Over the last two decades, I’ve worked as a teacher, leader, researcher, and university administrator. I’ve supported collaborated with faculty at five universities, written dozens of published works, edited and prepared books and articles for publication, and handled the behind-the-scenes work that turns raw scholarship into something that can actually move through institutional pipelines.

What all of those roles had in common was this: smart, capable people were losing enormous amounts of time and energy fighting the mechanics of academic work instead of doing the work itself. Dissertations stalled because formatting systems were opaque. Journal submissions dragged on because files, figures, citations, and platforms wouldn’t cooperate. Books and grant proposals bogged down because nobody had time to manage the moving parts.
I’m the person people call when something has to get finished.

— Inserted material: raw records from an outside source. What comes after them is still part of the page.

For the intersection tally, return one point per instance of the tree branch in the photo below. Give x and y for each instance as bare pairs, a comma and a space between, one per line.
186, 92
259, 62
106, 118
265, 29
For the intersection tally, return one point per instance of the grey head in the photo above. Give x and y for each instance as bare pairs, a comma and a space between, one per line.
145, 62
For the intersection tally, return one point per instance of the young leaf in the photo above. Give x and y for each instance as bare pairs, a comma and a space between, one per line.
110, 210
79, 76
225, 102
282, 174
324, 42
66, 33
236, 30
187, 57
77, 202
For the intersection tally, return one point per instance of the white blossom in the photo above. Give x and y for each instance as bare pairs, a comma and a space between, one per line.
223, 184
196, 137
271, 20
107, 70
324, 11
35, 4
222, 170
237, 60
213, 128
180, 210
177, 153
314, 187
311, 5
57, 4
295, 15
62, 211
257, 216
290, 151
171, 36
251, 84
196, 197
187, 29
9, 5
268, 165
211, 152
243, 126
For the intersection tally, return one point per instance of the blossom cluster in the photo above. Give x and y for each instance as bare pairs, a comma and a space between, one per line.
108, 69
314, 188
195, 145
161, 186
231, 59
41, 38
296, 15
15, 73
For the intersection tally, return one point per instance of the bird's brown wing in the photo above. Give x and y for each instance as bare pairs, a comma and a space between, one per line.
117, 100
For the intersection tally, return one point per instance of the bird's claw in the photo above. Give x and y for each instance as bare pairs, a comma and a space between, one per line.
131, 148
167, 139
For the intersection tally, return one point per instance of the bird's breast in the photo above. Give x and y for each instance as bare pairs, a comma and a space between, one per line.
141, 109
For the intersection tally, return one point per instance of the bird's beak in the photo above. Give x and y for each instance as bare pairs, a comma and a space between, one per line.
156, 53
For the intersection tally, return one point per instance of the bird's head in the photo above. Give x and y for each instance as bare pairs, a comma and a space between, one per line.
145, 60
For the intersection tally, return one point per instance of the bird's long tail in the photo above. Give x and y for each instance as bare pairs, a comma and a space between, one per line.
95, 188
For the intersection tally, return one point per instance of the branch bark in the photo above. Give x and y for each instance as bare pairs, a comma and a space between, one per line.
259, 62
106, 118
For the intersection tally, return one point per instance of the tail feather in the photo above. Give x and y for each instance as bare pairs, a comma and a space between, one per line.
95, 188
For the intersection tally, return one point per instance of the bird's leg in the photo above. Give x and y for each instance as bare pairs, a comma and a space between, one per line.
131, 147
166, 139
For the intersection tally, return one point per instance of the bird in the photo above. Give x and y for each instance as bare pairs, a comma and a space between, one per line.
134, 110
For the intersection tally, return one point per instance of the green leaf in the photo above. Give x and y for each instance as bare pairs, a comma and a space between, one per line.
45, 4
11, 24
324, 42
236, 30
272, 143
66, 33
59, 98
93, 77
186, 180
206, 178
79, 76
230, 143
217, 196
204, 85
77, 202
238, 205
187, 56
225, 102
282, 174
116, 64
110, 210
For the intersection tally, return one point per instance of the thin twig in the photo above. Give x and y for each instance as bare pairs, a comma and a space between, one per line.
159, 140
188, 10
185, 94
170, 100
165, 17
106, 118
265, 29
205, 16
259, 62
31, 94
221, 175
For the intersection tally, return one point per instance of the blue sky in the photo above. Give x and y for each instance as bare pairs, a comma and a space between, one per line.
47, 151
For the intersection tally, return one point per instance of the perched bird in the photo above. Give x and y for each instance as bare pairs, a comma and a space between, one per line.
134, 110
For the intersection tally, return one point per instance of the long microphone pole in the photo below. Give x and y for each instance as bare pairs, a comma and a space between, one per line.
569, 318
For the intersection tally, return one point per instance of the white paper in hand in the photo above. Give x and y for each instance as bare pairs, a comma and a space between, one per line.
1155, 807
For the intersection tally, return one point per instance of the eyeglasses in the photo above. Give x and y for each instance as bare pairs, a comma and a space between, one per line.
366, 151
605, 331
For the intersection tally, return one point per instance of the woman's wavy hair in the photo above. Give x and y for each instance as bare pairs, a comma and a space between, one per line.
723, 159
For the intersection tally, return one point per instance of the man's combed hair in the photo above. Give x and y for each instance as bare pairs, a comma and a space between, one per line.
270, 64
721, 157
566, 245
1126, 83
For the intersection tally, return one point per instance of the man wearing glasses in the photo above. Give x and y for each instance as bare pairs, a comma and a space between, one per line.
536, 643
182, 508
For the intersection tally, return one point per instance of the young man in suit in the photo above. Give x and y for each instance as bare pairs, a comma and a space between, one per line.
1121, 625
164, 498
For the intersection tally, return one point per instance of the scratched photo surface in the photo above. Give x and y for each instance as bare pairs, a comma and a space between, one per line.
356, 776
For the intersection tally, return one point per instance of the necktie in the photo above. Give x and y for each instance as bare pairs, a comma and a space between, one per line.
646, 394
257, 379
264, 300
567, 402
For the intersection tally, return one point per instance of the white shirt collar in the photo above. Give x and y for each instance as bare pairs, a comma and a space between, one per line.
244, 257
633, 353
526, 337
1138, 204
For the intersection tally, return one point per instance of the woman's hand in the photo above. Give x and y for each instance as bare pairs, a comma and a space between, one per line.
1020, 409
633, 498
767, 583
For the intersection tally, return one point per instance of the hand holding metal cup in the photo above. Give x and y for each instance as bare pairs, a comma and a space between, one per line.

At Northwestern University’s Bienen School of Music, I supported more than 120 faculty across 14 programs, managing confidential documentation and production workflows for over a thousand public events every year. At the Aspen Institute’s Center for Expanding Leadership Opportunity, I worked as a postdoctoral research fellow and writing assistant, helping transform complex research into books, reports, and professional publications that could survive peer review, copyright constraints, and executive scrutiny. At City Colleges of Chicago, I built automated workflows that replaced fragile, manual processes with systems that actually worked.
Alongside all of that, I’ve spent years in creative and scholarly environments — negotiating contracts, managing copyright, coordinating teams, and helping people navigate the gap between their ideas and the structures that govern how those ideas get shared.
Scholar Support Services exists because I saw how much talent gets wasted when scholars are left alone to wrestle with tools that were never designed for how they actually think and work.
I don’t just edit text.
I help people move projects through the entire ecosystem that surrounds academic writing — from drafts and citations to templates, submission systems, publisher requirements, and institutional processes. My job is to handle the technical, logistical, and organizational complexity so you can stay focused on the thinking that only you can do.
Whether you’re a graduate student trying to get a dissertation across the finish line, a faculty member preparing a journal article or book, or an administrator shepherding complex projects through approval and publication, my role is the same: to make the nuts and bolts of academic writing easier for you.
That’s what Scholar Support Services is here to do.